Although it is widely used, I also like to add to the 3V definition additional key features of Big Data which make them so interesting. First, they may be both structured and unstructured mostly because they come from different sources (think of Twitter vs. the Census data).
Second, they are routinely collected by organisations even if they are often collected for other reasons. This last feature makes them quite relevant to organisations’ performance: as a by-product of organisations’ activities, by definition they may contain information about their processes, suppliers and customers which can help them to improve their performance.
For instance, retailers have detailed information about their consumers (and their basic demographic characteristics), their preferences and their daily (or weekly) spending. These data may have been produced while customers pay for their shopping and in this sense the data collection is just a by-product of the retailers’ main activity.
At the same time, these data may contain quite useful information on their customers that will let them understand how to use their promotion schemes to nudge consumers into buying specific items, for instance.
How big are these new types of data? Again this is a relative concept that varies as processing power increases. A few years back Big Data sizes ranged from a few dozen terabytes to many petabytes in a single data set and they are still growing today. However, because of the relative nature of the notion of size, it is preferable to use the notion of complexity when discussing Big Data. Complexity here refers to the fact that these data can have been created by merging different types of data (structured and unstructured) and therefore their management and curation can be complicated.
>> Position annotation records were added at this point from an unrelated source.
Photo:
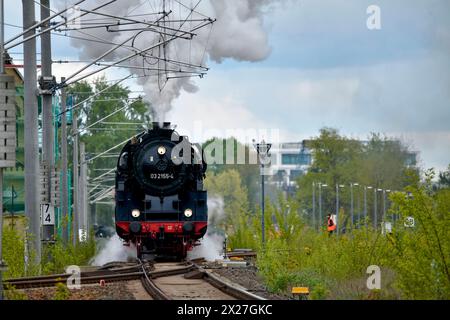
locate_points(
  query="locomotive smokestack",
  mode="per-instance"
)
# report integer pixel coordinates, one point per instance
(164, 125)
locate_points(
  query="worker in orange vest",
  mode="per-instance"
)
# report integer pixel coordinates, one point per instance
(331, 226)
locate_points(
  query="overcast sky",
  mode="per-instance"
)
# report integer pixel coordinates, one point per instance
(326, 68)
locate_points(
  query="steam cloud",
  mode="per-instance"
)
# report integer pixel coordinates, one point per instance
(211, 247)
(114, 250)
(237, 34)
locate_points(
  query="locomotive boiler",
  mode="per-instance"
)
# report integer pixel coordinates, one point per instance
(161, 206)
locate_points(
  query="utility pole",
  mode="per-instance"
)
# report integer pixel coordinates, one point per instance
(351, 203)
(263, 149)
(32, 174)
(7, 131)
(47, 82)
(320, 206)
(375, 218)
(76, 206)
(83, 192)
(352, 209)
(337, 207)
(65, 191)
(365, 205)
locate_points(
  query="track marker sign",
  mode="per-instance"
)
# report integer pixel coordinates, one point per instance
(47, 214)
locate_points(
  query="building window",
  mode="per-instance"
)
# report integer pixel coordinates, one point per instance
(296, 159)
(289, 159)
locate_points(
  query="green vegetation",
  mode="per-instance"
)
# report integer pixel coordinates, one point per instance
(55, 258)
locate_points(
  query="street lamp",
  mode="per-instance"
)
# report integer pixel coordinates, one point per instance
(351, 201)
(365, 204)
(384, 203)
(321, 185)
(337, 206)
(263, 149)
(314, 205)
(375, 209)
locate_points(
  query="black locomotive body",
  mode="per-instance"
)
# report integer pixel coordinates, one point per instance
(161, 206)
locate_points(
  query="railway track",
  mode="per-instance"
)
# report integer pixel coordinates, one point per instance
(186, 280)
(110, 275)
(191, 282)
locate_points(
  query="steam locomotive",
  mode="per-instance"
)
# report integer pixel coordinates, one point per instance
(161, 206)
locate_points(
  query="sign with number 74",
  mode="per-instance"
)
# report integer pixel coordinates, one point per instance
(47, 214)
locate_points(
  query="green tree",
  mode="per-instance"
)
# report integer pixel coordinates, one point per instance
(422, 253)
(380, 162)
(444, 178)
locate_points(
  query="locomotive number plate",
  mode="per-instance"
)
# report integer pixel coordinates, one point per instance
(161, 176)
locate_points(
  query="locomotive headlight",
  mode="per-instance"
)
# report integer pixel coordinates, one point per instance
(188, 213)
(161, 151)
(135, 213)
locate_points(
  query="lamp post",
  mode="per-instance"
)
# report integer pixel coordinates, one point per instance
(375, 208)
(321, 185)
(314, 205)
(384, 203)
(365, 204)
(351, 202)
(263, 149)
(337, 207)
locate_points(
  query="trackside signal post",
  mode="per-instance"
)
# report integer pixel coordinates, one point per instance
(263, 149)
(7, 131)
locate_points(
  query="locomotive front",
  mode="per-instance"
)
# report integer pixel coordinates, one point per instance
(161, 206)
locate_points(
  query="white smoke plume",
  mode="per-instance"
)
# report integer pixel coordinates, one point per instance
(237, 34)
(211, 247)
(114, 250)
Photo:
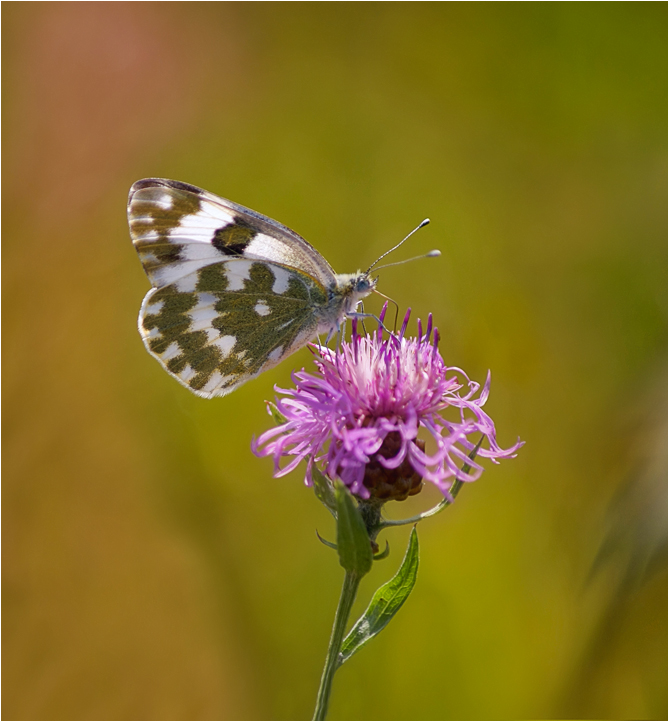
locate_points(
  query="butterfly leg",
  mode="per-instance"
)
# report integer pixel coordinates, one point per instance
(355, 314)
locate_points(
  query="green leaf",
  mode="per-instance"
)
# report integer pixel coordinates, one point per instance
(353, 544)
(324, 492)
(385, 603)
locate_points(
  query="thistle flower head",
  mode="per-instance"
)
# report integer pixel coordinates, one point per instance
(358, 417)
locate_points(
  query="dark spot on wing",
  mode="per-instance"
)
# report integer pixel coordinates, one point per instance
(233, 238)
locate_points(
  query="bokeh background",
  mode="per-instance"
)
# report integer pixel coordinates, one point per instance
(153, 568)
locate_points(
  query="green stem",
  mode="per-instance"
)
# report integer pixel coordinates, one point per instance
(348, 592)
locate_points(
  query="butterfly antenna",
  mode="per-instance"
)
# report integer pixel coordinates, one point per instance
(431, 254)
(394, 248)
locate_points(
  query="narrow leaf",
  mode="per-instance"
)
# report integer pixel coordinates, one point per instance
(353, 544)
(385, 603)
(323, 490)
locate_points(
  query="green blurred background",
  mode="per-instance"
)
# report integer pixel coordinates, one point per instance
(153, 568)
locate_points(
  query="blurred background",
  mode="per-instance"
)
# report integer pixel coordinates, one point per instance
(153, 568)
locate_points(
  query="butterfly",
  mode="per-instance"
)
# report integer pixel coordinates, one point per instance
(233, 292)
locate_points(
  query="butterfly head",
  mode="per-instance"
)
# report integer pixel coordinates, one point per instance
(352, 288)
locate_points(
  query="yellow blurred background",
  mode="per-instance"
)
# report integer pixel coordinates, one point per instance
(153, 568)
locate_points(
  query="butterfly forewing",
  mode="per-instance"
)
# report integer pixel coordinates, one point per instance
(234, 292)
(178, 228)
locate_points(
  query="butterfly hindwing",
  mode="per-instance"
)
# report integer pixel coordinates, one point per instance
(225, 323)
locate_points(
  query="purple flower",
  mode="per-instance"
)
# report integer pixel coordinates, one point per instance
(359, 416)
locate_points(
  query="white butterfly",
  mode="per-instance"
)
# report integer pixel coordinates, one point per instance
(234, 292)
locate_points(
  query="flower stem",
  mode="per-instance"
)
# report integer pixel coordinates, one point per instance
(348, 592)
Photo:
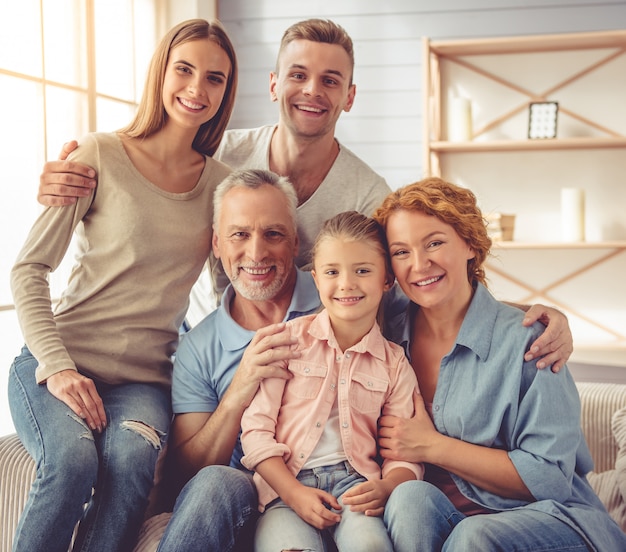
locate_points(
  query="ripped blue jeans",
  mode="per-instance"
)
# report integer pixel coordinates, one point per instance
(100, 479)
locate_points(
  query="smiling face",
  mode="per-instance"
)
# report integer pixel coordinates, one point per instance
(195, 82)
(312, 87)
(256, 246)
(351, 277)
(429, 260)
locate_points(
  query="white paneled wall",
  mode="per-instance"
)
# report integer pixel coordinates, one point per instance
(384, 127)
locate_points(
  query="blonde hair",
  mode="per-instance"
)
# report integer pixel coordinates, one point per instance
(452, 205)
(354, 226)
(319, 30)
(151, 115)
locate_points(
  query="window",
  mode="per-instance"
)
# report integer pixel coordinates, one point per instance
(67, 67)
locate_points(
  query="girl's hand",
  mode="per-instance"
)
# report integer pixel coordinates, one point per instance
(312, 506)
(79, 393)
(369, 497)
(408, 439)
(267, 356)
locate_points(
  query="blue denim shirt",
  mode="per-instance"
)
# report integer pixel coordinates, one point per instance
(209, 354)
(488, 395)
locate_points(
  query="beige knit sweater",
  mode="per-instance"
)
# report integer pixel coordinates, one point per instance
(140, 249)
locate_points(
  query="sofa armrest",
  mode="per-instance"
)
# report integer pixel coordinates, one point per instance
(17, 471)
(599, 401)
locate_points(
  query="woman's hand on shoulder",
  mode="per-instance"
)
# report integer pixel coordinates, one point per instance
(555, 345)
(62, 182)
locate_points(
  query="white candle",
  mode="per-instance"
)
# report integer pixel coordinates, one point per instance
(459, 119)
(573, 214)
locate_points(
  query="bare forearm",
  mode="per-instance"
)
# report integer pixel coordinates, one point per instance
(277, 475)
(487, 468)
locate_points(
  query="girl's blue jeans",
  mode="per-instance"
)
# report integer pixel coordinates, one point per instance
(280, 528)
(101, 480)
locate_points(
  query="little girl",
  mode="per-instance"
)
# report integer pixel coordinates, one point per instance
(312, 439)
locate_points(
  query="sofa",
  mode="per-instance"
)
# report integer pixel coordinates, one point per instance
(603, 423)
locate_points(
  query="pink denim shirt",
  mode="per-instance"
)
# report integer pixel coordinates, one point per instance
(287, 418)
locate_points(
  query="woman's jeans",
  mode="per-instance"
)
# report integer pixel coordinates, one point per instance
(280, 528)
(100, 479)
(420, 517)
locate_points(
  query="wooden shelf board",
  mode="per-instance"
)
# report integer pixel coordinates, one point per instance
(529, 145)
(559, 245)
(532, 43)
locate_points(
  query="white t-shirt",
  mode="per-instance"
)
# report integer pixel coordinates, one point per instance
(350, 185)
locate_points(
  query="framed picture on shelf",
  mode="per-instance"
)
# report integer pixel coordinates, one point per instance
(542, 119)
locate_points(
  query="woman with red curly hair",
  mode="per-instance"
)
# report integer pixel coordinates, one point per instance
(504, 452)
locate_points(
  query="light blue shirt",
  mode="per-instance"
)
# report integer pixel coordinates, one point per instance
(209, 354)
(488, 395)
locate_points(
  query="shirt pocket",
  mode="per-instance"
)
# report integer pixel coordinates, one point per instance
(307, 381)
(367, 392)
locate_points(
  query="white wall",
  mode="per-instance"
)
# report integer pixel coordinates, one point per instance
(384, 127)
(385, 124)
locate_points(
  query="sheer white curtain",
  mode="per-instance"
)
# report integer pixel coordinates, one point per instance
(67, 67)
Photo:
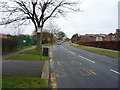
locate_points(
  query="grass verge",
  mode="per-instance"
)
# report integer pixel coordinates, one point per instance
(23, 82)
(27, 57)
(31, 51)
(49, 44)
(99, 51)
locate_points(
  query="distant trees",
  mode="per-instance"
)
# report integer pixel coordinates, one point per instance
(61, 35)
(36, 11)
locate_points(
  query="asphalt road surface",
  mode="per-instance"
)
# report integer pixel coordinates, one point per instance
(75, 68)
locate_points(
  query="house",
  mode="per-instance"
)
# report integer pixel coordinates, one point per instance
(111, 37)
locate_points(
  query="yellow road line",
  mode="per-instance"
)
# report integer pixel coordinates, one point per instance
(53, 81)
(92, 72)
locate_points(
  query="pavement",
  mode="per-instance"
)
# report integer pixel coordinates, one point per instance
(23, 68)
(74, 68)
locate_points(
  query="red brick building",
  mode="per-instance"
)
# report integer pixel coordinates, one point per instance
(111, 37)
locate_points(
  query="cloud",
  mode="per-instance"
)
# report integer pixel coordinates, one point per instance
(99, 16)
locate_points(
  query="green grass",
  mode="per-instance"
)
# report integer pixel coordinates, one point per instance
(99, 51)
(31, 51)
(50, 44)
(24, 47)
(23, 82)
(27, 57)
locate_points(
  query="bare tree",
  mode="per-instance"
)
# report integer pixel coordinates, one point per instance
(37, 11)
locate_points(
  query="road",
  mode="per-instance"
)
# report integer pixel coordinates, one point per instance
(75, 68)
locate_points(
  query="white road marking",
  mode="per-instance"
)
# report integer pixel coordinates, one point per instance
(86, 59)
(114, 71)
(65, 49)
(71, 52)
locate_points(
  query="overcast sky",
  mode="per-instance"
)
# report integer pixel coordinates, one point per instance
(98, 16)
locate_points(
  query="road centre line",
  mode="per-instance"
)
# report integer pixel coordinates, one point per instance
(86, 59)
(114, 71)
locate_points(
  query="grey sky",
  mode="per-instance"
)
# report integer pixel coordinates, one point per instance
(99, 16)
This leads to another important issue: even if it is true that data have always been around, in reality it is only now that we have the computational power which allows to store, curate and analyse these complex and large datasets.
Consider the above example of the retailer and its shopping data. By definition, a dataset which lists all the items which have been bought by each customer every day in a store is large. In the past, the retailer would have discarded most of the information and just tried to store and make sense of a small fraction of the data, very likely aggregated by store. However, today, the retailer can store all the produced data and it can have access to techniques that allow to extract from this very detailed dataset that can help their profitability.
Data research centres
In reality most organisations do not seem to be able to exploit fully these data and equally they do not seem aware of the techniques that would help them. The ESRC Business and Local Government Data Research Centre is one of the three data research centres which have been funded by the ESRC exactly to allow local governments and business to benefit from the Big Data revolution. The Centre’s strategy for delivery is based on a multi-pronged approach articulated in the following elements:
a) the creation of a physical repository based at University of Essex where the Big Data provided from both businesses and local authorities will be securely stored and provide users secure access points to the data.
b) a research programme providing methodological advances for the analysis of Big Data, as well as an innovative, substantive and inter-disciplinary research programme on smart, sustainable and inclusive regional economic growth.
c) a Training and a Knowledge Exchange programme which will also offer users a suite of big data solutions
d) an Engagement and Communication programme aiming at creating awareness among citizens of the benefits and the costs associated to the use of Big Data as well as of the need of using them in a responsible way.
Understanding big data is a big deal for everyone. By exploiting and understanding data we can help businesses grow and help inform public policy for a better society.